OAuth 2 in itself, however, is not designed for single sign-on: it is an authorisation protocol to carry forward authorisation decisions. OpenID Connect is a layer on top of OAuth 2 that performs authentication and yields the single sign-on experience.

What is the difference between OpenID Connect and OAuth?

OAuth 2 defines a protocol for conveying authorisation decisions across a network of web-enabled applications and APIs. With OAuth 2, access tokens are issued that bear authorisation information in the form of scopes and claims. With OAuth 2, single sign-on can be experienced within the domain of a single identity provider; the access token allows applications to request and obtain more information about the user via the UserInfo endpoint of the identity provider.

OpenID Connect is an authentication and identity protocol on top of OAuth 2.0. With OpenID Connect, identity tokens are issued that bear end user information in the form of claims. With OpenID Connect, single sign-on can be experienced across domains of different identity providers.

An identity token is often issued in addition to (and not in lieu of) an access token. Strictly speaking, the identity token is in fact an access token that gives the authorisation to access the UserInfo endpoint of the issuing identity provider.

Which is better; Single Sign-On or OAuth?

Single sign-on is an “end user experience” whereby users to access multiple applications after a single login. OAuth 2 is a technical protocol that can create this experience. Single sign-on, however, can also be achieved in different ways, OAuth 2 being one of those. Conversely, OAuth 2 is an authorisation protocol that also supports device-to-application and application-to-application communication and supports API security.

Which is better; OpenID Connect or OAuth?

Whereas OAuth 2 is an authorisation protocol, OpenID Connect is an authentication and identity protocol on top of OAuth 2.0. So, if you’re doing authentication, use OpenID Connect, while if you’re securing APIs, use OAuth 2.

Whereas the format of OAuth 2 access tokens is not standardised, OpenID Connect specifies the content of the token as signed JSON web tokens (JWT). So, if need identity attributes, use OpenID Connect, while if you’re implementing fine-grained access control, use OAuth 2.

What is good practice for implementing OAuth 2?

Token-based policy enforcement with OAuth 2 can achieve top-level security. Yet, there are some security concerns when implemented without due care. In case the tokens are issued adopting OAuth 2, please observe the security best practices here, which can be summarised as:

Rule #1. do not use OAuth 2.0 itself for authentication: use OpenID Connect instead.

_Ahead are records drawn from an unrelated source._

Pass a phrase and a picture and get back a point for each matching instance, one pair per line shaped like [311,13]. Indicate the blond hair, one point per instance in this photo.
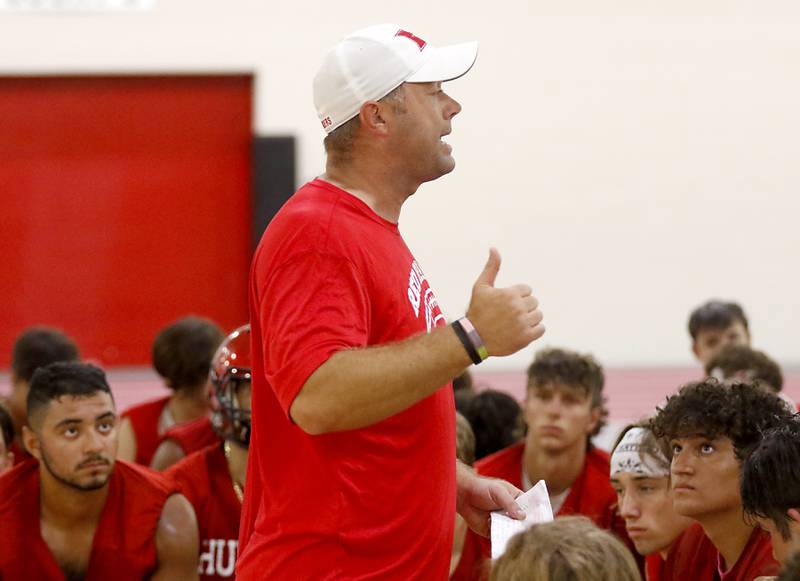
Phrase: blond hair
[567,549]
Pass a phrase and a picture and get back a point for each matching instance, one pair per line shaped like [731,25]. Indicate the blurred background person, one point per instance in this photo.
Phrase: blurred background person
[182,354]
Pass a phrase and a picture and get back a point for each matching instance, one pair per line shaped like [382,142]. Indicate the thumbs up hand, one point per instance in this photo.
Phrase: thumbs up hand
[507,319]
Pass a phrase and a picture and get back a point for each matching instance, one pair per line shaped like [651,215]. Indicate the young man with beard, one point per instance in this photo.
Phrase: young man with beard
[709,425]
[77,513]
[640,477]
[213,478]
[563,409]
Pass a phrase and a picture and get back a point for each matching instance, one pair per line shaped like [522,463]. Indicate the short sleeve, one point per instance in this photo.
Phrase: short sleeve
[309,308]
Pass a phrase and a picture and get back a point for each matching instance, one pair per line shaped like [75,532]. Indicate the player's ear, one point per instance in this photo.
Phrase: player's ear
[31,442]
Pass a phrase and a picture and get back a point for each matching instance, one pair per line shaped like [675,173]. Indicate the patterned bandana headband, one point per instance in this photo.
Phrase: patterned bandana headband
[637,453]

Rule #2. choose the correct mechanism:

do not use the OAuth 2.0 implicit grant type (which has been abandoned in OAuth 2.1)
return the access token in the body of HTTP response to POST request using CORS
the client credentials mechanism should only be used when the client application and policy server are owned by the same authority

Rule #3. use the access token correctly:

verify access token signature and expiration
implement short-lived and one-time use access tokens
buffer it securely and defend your frontend applications from XSS attacks that could steal tokens from localStorage

Rule #4. deliver the access token securely:

secure the redirection by registering the redirection url
use state parameter to prevent Cross-Site Request Forgery attacks
harden it with Proof Key for Code Exchange.